Once help had been summoned we continued our descent to the valley floor, the distance between ourselves and the elephants now increasing. The initial adrenaline rush as the elephants closed on us was beginning to subside and I was beginning to tire as we continued the tricky descent, being more aware now of the discomfort in my left leg. Brita came back towards me and helped me on the more difficult sections – I will never forget that act of kindness and bravery.

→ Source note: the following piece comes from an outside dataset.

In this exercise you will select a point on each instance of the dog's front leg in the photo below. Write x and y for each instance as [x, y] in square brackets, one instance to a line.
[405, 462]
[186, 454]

"I think we pissed them off" was Sander's classic understatement, as we gathered together at the foot of the ravine.
We were still concerned that the elephants may regroup and come again so had to climb up the other side of the ravine, with Brita again looking out for me when I struggled. Eventually we reached the safety of a track where a vehicle could come and rescue us.
I have no doubt that our lives had been saved by the professionalism and training of Sander and Marco. We had followed the safety instructions given to us by Sander before the bush walk to a tee. It was also no bad thing that, with the exception of Andrew, we were all marathon runners! Andrew, as a New Zealand sheep farmer, was no doubt used to galloping up and down steep hillsides during the course of his daily work.
We waited to be picked up, and as we were driven back to
Ravineside, Marco balanced precariously on the jeep's bonnet as we were
a seat short, I sat next to Andrew's wife, Jan who was teasing her
husband about the speed he had taken off down the ravine when he saw
the elephants, leaving his wife in his wake. Plenty of black humour,
but we all knew deep down that we were very lucky to escape, and with
the elephants also being unscathed, it was the best possible outcome
from a situation that could so easily have had tragic consequences.